First Continental Congress, Declarations and Resolves of (October 1, 1774)
FIRST CONTINENTAL CONGRESS, DECLARATIONS AND RESOLVES OF (October 1, 1774)
The Coercive or Intolerable Acts, passed by Parliament in 1774, threatened colonial self-government. The Boston Port Act sought to starve Boston into paying a tax on tea and making reparations for the "Boston Tea Party." The Massachusetts Government Act altered the charter of the colony: it stripped the lower house of power to choose the upper house, which became the creature of the royal governor; it took from the town meetings the power to choose jurors and vested that power in sheriffs appointed by the governor; and it banned all town meetings not approved by the governor. The Administration of Justice Act allowed the governor to transfer to England trials involving the enforcement of revenue acts. The Quartering Act and the Quebec Act also contained provisions deemed reprehensible by many colonists.
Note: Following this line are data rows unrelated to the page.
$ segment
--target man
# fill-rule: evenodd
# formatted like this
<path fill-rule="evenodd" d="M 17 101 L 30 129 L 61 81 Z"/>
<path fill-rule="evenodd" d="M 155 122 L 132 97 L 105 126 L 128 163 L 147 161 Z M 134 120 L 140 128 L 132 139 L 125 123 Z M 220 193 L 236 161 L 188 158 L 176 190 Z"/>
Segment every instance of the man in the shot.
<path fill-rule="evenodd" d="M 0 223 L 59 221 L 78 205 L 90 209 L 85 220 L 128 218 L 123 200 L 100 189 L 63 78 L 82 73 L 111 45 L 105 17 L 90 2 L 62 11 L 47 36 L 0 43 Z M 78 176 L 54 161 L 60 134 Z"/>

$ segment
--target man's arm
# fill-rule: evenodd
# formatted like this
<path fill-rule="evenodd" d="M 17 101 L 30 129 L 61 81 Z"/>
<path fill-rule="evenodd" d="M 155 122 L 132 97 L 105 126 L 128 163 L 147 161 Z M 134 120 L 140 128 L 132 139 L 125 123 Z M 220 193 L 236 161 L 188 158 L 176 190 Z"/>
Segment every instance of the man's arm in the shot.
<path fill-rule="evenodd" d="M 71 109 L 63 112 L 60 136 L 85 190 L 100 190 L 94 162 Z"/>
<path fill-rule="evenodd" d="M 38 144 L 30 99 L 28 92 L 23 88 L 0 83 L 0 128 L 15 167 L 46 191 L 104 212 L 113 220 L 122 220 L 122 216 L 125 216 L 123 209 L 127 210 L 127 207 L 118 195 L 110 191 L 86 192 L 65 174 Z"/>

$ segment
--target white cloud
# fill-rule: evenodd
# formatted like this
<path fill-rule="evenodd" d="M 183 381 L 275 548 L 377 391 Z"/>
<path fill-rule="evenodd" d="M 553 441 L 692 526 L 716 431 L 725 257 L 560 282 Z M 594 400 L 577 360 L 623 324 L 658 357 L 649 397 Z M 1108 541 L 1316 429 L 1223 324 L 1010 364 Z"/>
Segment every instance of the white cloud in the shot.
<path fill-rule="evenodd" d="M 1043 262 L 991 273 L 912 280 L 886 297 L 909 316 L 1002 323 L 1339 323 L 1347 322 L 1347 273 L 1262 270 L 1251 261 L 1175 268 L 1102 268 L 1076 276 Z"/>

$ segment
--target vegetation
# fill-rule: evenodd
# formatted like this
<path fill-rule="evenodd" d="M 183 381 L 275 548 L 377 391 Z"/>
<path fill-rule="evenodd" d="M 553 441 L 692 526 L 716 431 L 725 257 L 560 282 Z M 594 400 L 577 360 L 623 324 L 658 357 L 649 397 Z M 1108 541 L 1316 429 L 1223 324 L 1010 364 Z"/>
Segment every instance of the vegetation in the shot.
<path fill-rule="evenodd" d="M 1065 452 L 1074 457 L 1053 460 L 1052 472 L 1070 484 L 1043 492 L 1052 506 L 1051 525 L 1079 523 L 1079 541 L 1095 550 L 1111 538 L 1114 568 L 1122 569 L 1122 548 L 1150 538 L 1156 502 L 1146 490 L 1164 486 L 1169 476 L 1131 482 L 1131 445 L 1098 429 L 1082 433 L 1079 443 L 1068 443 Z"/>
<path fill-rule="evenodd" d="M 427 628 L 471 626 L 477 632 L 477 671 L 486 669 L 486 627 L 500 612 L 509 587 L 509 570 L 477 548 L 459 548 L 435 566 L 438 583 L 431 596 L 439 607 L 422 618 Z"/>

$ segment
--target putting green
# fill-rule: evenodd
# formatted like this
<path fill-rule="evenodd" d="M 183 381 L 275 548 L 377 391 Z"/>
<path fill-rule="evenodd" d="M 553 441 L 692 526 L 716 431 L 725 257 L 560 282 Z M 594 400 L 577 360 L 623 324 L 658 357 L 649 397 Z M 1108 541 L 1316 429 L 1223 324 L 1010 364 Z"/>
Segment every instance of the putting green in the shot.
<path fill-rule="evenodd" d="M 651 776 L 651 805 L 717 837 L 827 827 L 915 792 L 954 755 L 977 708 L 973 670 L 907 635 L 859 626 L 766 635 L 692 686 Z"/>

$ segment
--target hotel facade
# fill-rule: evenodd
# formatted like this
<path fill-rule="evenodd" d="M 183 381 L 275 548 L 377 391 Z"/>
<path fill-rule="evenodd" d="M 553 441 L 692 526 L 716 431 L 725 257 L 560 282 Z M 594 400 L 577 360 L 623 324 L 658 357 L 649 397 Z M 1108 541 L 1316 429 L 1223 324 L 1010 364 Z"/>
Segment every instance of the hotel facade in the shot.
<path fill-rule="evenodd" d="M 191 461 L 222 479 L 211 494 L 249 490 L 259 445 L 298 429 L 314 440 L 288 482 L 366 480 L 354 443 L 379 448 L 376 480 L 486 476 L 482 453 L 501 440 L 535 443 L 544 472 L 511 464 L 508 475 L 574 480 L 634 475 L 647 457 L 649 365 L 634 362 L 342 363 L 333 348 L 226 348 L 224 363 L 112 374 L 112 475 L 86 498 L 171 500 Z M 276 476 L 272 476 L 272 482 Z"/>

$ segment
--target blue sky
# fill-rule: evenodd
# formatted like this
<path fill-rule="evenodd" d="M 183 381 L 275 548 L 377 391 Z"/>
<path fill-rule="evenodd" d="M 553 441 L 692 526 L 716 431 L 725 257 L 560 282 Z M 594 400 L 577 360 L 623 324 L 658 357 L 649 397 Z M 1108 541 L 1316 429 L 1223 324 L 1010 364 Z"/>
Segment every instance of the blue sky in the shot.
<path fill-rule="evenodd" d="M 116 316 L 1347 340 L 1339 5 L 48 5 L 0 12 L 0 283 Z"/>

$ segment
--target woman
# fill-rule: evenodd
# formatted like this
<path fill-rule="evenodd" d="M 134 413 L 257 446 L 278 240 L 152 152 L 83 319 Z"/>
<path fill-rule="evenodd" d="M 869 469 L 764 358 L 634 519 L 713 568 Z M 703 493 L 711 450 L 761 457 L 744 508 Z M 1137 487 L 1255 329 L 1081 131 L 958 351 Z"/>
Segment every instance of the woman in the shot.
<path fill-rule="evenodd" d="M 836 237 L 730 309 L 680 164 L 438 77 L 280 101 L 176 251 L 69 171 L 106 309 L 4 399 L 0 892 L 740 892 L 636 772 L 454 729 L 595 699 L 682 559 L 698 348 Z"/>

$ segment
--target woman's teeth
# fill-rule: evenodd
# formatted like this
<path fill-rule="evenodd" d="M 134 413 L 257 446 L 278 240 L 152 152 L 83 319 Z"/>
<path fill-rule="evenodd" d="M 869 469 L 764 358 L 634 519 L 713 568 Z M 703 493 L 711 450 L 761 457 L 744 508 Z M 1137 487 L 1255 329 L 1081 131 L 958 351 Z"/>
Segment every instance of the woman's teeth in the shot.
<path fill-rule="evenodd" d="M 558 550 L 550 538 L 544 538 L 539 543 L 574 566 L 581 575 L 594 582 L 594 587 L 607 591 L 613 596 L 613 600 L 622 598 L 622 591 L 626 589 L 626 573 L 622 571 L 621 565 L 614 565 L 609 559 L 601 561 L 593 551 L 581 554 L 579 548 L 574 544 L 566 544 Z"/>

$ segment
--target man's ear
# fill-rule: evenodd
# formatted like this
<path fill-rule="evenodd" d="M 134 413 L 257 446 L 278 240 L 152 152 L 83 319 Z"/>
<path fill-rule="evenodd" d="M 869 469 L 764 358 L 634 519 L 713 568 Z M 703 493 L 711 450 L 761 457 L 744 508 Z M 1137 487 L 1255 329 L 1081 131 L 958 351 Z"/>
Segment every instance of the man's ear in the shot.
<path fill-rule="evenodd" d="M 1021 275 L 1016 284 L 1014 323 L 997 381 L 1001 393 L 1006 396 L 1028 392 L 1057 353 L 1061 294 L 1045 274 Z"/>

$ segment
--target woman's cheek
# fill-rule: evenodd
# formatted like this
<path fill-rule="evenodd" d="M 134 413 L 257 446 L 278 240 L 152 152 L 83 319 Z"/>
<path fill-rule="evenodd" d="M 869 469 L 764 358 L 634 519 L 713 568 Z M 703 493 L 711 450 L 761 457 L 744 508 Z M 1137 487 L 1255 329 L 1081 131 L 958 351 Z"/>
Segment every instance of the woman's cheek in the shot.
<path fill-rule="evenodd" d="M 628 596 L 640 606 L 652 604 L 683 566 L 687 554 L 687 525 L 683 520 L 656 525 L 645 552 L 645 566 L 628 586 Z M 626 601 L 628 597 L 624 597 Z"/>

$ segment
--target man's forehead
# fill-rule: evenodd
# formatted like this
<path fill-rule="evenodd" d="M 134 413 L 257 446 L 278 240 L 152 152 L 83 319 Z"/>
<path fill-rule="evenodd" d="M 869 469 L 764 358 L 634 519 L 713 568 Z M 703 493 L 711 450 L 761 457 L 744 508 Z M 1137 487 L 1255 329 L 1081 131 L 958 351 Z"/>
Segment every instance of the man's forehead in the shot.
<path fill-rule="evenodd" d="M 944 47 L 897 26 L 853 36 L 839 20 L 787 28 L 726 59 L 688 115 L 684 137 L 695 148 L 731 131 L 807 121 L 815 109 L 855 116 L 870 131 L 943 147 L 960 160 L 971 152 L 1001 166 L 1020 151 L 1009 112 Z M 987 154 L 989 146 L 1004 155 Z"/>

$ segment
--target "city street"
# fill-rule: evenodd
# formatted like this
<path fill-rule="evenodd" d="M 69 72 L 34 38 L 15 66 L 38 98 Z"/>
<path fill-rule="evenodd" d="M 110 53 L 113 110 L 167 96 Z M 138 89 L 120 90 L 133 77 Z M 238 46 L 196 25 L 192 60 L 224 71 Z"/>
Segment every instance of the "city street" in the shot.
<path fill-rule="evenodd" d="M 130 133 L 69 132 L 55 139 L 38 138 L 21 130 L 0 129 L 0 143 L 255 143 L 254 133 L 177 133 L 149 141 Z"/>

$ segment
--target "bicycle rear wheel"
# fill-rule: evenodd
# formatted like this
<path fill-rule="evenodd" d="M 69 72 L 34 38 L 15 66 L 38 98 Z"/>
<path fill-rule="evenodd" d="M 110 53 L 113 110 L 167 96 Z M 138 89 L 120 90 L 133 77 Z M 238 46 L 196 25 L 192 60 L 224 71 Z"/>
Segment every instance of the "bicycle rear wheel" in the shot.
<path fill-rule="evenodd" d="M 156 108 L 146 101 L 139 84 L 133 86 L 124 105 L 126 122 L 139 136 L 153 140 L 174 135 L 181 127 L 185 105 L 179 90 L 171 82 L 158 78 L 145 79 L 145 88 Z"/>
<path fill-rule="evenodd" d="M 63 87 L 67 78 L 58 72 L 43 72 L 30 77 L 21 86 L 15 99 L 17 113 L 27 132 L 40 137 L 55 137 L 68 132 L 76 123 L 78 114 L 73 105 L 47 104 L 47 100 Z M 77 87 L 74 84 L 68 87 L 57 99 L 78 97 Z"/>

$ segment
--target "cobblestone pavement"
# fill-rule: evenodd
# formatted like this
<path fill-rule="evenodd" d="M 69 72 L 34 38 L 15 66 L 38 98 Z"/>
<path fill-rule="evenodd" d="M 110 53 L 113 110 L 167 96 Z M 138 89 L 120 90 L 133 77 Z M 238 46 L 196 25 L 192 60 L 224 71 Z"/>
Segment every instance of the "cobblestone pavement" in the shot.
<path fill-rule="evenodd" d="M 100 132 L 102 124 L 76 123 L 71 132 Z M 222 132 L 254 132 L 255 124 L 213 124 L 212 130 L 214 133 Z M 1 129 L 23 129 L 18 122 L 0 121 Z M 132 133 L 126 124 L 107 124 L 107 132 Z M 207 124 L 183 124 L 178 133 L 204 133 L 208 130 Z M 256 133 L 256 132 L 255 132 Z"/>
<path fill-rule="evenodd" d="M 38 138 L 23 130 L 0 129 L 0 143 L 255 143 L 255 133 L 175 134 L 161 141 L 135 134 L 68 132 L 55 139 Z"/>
To decide on measures for the recovery of American liberties, delegates from all colonies but Georgia assembled in Philadelphia. After defeating the plan of union proposed by joseph galloway, the congress adopted a statement that defined the American constitutional position on the controversies with Parliament. Congress grasped a rudimentary principle of federalism, asserted various American rights, and condemned as "unconstitutional" the Coercive Acts and all the acts by which Parliament sought to raise a revenue in America. Rejecting Parliament's claim of unlimited power to legislate for America, the congress repudiated taxation without representation and any parliamentary governance over "internal polity" but recognized Parliament's power to regulate "external commerce." Congress also grounded American rights, for the first time, in "the immutable laws of nature" as well as the British constitution and colonial charters. Among the rights claimed were free government by one's own representatives, trial by a jury of the vicinage according to the common law, freedom of assembly and petition (holding town meetings), freedom from standing armies in time of peace, and, generally, the rights to life, liberty, property, and all the liberties of English subjects. The document was a forerunner of the first state bills of rights.